Will Ukraine War Break Out? Watch China's Embassy

As Western governments, including the U.S., reduce their diplomatic presence in Kyiv, China's decision to keep its embassy staff in the city may be the clearest sign yet that it expects de-escalation.

Secretary of State Antony Blinken announced the relocation of American diplomats from Kyiv to Lviv, on the country's border with Poland, on Monday, citing "the dramatic acceleration in the buildup of Russian forces."

The U.S. and its NATO allies are monitoring the movements of more than 100,000 Russian troops around Ukraine, with Blinken and national security adviser Jake Sullivan continuing to warn that an invasion this week is possible.

China, which backed Russia's security concerns and opposed NATO expansion in an eye-catching joint statement earlier this month, has stopped short of remarking on Moscow's dramatic military deployments in recent weeks.
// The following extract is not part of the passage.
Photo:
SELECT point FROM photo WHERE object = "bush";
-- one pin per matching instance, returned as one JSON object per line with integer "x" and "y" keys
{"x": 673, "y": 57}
But Beijing's most telling signal of calm could be its decision to keep its diplomatic staff in Kyiv and its citizens in Ukraine, while renewing calls for restraint and dialogue.

"China is closely monitoring the development of Ukraine's situation," China's Foreign Ministry spokesperson Wang Wenbin told reporters in the Chinese capital on Monday. "The Chinese Embassy and Consulate-General in Ukraine are working normally, and the embassy has issued a consular advisory that reminds Chinese citizens and institutions to closely follow the developments and increase their safety awareness."

"The Chinese Foreign Ministry and our embassy in Ukraine will stay in close contact with Chinese citizens and institutions there, provide timely consular protection and assistance, and earnestly protect their safety and legitimate rights and interests," he said.

Despite Ukraine-Russia Tensions, China Embassy Stays Open
Members of the Ukrainian Border Guard patrol along the Ukrainian border fence at the Three Sisters border crossing between Ukraine, Russia and Belarus in Senkivka, Ukraine, on February 14, 2022. There were hopes of de-escalation the following day when Russia’s Defense Ministry announced the withdrawal of certain forces from Ukraine’s border, following the conclusion of military exercises. Chris McGrath/Getty Images

China is busy hosting the 2022 Winter Olympics in Beijing while tensions flare on the Ukraine-Russia border.

By all accounts, a Russian invasion of Ukraine would concern the Chinese leadership by destabilizing Europe and the many economies undergoing post-pandemic recovery, but Beijing has so far refused to publicly acknowledge its leverage with Russian President Vladimir Putin.

On Tuesday, Wang dismissed suggestions that Beijing had asked Moscow not to invade Ukraine. "China's position on Ukraine is consistent, clear and stays unchanged. We believe all parties should sincerely abide by the Minsk II agreement and work toward the comprehensive resolution of the Ukraine crisis and related issues through dialogue and negotiation," said Wang.

The 2015 agreement aimed for, but failed to achieve, an end to the years-long conflict between Kyiv and Russian-speaking separatists in eastern Ukraine. "We call on all parties to remain rational and refrain from making moves that may escalate the tensions and play up and sensationalize the crisis," he said.

Beijing appeared to take issue with NATO members who continued to warn that an all-out invasion was highly likely, and who also criticized China for its perceived endorsement of Moscow's behavior. Pentagon spokesman John Kirby has called China's "tacit support" for Russia "deeply alarming," while U.K. Foreign Secretary Liz Truss told British radio station LBC that her government wasn't discounting the possibility of a Russian attack.

"I do not trust what they have said," Truss said on Tuesday. "We very much fear a false flag incident in the next few days, where the Russians pretend that there has been provocation from Ukraine in order to justify an invasion."

Wang responded without naming names. "Under the current circumstances, exaggerating and hyping up the possibility of warfare is not responsible behavior. Resorting readily to sanctions and pressure won't help to de-escalate the situation. Clamoring for bloc confrontation will only lead to the old path of the Cold War," he said.

"We call on all sides to adopt an equal and open attitude, and work for the sincere implementation of the Minsk II agreement through dialogue and negotiation, so as to create conditions for a political resolution of the Ukraine crisis."

There appeared to be cause for optimism on Tuesday when Russia's Defense Ministry announced the withdrawal of some forces from Ukraine's border, following the conclusion of military exercises. The repositioning of Russian troops—amid ongoing drills involving other elements—hadn't been independently verified by NATO members at the time of publication.

In response, Ukrainian Foreign Minister Dmytro Kuleba tweeted: "We in Ukraine have a rule: we don't believe what we hear, we believe what we see. If a real withdrawal follows these statements, we will believe in the beginning of a real de-escalation."